No Brasil, todo aquele que se inicia no estudo da legislação esportiva, se depara com a realidade estranha de encontrar leis esportivas que falam diretamente ao futebol, mas que trazem escassas referências a outras realidades esportivas.

De tal modo, é um enorme alento para todo o pensador dos fenômenos olímpicos no Brasil encontrar referências doutrinárias que defendam a necessidade de pensar o Direito para além do futebol.

Apesar de ter encontrado alívio em outros doutrinadores, como Valed Perry em sua “Crônica de uma certa Lei do Desporto” e Manoel Tubino no clássico “500 anos de Legislação Esportiva Brasileira”, foi com o professor Álvaro Melo Filho que dei nome à minha angústia legislativa e encontrei as ferramentas que me ajudaram a realizar o correto advocacy dessa causa: desfutebolizar a lei brasileira.

Desfutebolizar a lei seria trazer para a regra a objetividade e a exatidão esperadas por nós operadores do Direito, a correta descrição dos fatos sociais: muito embora os legisladores tenham cogitado apenas o futebol como expressão da prática esportiva, fato é que existem muitos outros esportes que merecem previsão legislativa e, portanto, a segurança jurídica pretendida para o futebol.

“Não existe lei do futebol. É necessário ter a lei geral de desporto”, nos ensinou o Professor Emérito da Universidade Federal do Ceará e Livre-Docência em Direito Desportivo pela Universidade Federal do Ceará.
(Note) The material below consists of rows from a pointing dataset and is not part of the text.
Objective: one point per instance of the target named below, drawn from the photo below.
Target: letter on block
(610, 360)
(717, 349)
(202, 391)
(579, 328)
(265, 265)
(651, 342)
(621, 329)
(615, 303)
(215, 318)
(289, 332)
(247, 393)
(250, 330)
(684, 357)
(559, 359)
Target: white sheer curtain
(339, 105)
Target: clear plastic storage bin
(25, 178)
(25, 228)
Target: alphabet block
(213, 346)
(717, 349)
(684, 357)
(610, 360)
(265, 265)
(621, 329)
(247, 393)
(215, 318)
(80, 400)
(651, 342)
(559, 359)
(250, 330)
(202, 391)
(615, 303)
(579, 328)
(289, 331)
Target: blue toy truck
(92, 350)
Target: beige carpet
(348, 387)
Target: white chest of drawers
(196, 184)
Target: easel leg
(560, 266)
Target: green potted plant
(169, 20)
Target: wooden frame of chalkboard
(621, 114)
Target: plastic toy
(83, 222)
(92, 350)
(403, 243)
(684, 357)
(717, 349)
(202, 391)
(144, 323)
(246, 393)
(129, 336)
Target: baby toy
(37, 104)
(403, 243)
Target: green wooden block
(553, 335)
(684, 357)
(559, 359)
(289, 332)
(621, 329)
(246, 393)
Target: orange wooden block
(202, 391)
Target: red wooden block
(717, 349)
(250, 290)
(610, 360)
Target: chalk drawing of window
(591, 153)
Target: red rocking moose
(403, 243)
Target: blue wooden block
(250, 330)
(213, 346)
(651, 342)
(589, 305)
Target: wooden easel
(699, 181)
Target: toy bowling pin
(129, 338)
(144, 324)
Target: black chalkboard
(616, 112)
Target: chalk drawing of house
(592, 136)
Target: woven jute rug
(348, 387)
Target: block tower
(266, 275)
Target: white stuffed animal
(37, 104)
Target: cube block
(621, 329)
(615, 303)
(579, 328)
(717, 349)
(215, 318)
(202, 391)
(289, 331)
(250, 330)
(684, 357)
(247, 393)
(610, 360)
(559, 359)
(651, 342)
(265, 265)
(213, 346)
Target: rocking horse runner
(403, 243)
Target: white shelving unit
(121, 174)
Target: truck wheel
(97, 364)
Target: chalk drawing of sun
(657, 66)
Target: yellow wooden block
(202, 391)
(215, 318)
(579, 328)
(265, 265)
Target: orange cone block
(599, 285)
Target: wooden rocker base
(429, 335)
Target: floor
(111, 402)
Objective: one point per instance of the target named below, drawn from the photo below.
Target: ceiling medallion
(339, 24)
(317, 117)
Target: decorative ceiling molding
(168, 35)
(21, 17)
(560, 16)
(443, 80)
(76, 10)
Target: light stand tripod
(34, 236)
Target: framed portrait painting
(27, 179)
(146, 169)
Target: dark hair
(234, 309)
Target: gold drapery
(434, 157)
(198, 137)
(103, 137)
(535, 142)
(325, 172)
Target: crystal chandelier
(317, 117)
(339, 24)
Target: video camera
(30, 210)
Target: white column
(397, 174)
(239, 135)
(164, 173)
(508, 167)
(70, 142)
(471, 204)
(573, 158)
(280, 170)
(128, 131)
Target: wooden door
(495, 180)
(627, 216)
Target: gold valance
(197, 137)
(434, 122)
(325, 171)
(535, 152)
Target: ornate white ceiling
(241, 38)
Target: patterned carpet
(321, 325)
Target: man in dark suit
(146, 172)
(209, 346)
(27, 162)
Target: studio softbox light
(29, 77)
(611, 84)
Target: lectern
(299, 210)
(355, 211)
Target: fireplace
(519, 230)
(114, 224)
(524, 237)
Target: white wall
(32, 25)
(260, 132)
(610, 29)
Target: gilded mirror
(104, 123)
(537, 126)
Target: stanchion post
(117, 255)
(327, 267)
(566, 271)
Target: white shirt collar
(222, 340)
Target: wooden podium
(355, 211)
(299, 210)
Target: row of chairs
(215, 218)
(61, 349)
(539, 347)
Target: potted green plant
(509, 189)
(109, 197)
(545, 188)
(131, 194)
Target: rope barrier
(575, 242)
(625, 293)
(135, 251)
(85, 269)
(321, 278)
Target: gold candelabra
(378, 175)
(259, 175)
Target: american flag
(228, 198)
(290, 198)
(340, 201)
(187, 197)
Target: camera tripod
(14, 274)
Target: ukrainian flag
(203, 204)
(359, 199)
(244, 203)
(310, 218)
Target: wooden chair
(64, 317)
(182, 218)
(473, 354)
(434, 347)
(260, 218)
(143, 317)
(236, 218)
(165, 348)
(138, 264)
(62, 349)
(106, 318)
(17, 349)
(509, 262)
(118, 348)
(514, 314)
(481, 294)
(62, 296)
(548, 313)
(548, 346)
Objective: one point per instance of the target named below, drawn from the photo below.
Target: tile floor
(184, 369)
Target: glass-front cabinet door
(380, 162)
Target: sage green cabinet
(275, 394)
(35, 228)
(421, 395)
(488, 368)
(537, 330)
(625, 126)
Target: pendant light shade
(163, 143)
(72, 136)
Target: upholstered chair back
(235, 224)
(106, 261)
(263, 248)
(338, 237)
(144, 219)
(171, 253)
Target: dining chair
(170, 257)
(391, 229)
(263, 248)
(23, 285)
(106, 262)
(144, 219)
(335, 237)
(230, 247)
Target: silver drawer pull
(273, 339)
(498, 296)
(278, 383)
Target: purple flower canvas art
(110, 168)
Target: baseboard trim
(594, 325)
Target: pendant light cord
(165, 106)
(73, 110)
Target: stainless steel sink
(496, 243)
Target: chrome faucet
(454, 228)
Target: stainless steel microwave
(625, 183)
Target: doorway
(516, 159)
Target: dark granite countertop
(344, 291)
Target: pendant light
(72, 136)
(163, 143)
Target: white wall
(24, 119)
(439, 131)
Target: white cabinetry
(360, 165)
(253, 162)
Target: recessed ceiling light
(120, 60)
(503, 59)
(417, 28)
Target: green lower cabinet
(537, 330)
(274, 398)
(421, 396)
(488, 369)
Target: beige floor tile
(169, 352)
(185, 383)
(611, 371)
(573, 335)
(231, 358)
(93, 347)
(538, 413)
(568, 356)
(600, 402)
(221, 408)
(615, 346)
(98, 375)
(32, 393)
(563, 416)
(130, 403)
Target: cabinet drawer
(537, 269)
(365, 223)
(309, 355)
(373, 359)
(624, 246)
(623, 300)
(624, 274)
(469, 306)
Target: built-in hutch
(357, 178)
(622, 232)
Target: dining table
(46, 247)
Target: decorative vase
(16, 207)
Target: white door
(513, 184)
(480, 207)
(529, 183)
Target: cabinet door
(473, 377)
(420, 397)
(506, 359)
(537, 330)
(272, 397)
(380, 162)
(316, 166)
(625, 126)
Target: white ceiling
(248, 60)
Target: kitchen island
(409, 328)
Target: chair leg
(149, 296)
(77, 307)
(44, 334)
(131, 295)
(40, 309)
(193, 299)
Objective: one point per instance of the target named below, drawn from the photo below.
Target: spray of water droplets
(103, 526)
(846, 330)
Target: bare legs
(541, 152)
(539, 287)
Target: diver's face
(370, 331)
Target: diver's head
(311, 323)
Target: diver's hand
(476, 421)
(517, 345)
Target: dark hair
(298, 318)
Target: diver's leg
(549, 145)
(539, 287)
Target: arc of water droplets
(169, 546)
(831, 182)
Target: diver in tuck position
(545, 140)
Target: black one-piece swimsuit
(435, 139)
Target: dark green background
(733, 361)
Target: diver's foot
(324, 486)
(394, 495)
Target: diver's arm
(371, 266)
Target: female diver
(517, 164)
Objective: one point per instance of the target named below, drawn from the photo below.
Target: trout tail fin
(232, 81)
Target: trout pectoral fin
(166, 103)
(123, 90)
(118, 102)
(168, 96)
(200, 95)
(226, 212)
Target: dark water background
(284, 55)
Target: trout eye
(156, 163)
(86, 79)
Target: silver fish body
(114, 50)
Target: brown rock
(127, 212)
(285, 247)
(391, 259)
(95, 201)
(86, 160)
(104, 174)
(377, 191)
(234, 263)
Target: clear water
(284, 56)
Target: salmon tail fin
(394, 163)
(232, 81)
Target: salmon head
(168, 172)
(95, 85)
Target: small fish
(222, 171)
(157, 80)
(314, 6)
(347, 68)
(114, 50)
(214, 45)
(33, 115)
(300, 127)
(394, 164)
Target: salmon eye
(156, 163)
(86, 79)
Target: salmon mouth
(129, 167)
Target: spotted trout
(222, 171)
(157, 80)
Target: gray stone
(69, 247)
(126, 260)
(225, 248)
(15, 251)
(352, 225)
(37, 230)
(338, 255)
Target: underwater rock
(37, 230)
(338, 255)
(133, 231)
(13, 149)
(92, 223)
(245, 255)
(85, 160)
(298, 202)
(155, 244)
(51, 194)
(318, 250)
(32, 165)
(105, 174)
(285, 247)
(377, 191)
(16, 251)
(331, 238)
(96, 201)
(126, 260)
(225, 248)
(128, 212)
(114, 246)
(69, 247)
Membro da Academia Nacional de Direito Desportivo, do Instituto Brasileiro de Direito Desportivo e da Sociedade Brasileira de Direito Desportivo como Presidente de Honra, além de diretor da centenária Faculdade de Direito da Universidade Federal do Ceará, por dois mandatos, o professor Álvaro Melo Filho nos deixou em 6 de agosto de 2019 e, mesmo quando pretendia comunicar os temas relativos ao futebol, nos dava as oportunidades necessárias para pensar corretamente os demais esportes. Como ao citar a criação da Autoridade Pública de Governança do Futebol (Apfut), exemplo que, na opinião do professor, demonstrava a “futebolização das normas”: “Não é Probasquete, não é Provolei, assim como não é Aptenis, Aphandebol”, zombava.

Tive a honra de participar de duas iniciativas de construção colaborativa que muito me orgulham, notadamente pela oportunidade de estar ao lado desse mestre, quais sejam as Comissões de Estudos Jurídicos do antigo Ministério do Esporte e da Comissão de Juristas do Senado Federal que elaborou o anteprojeto que deu origem ao PLS 68/2017 e à PEC 9/2017, ainda em tramitação. Desses encontros, lembro com carinho das ocasiões em que o professor Álvaro usava a palavra e, sem pretender protagonismo, compartilhava conhecimentos e vivências e confirmava com gestos as opiniões com as quais comungava, enquanto ouvia a todos cuidadosamente.

Mais do que a prática da boa e velha educação que facilita os relacionamentos, a postura do professor nos dava lições constantes da fidalguia que só se observa nos melhores e mais raros mestres, fosse ao defender o direito de um colega apresentar sua posição, mesmo divergente da maioria ou quando indicava a leitura de autores que discordavam das suas posições.

Dizem que cultura é o que fica, mesmo depois que pensamos ter esquecido tudo o que nos foi ensinado. Desse modo, devo ao professor Álvaro Melo Filho as generosas lições sobre Direito Esportivo e convivência cordial que trago sempre comigo: referência quando o assunto é legislação esportiva, nos deixa a saudade de uma escuta generosa e do seu tom conciliador, além da certeza de que está vivo em seus livros e demais escritos e no que representou para a realidade esportiva nacional.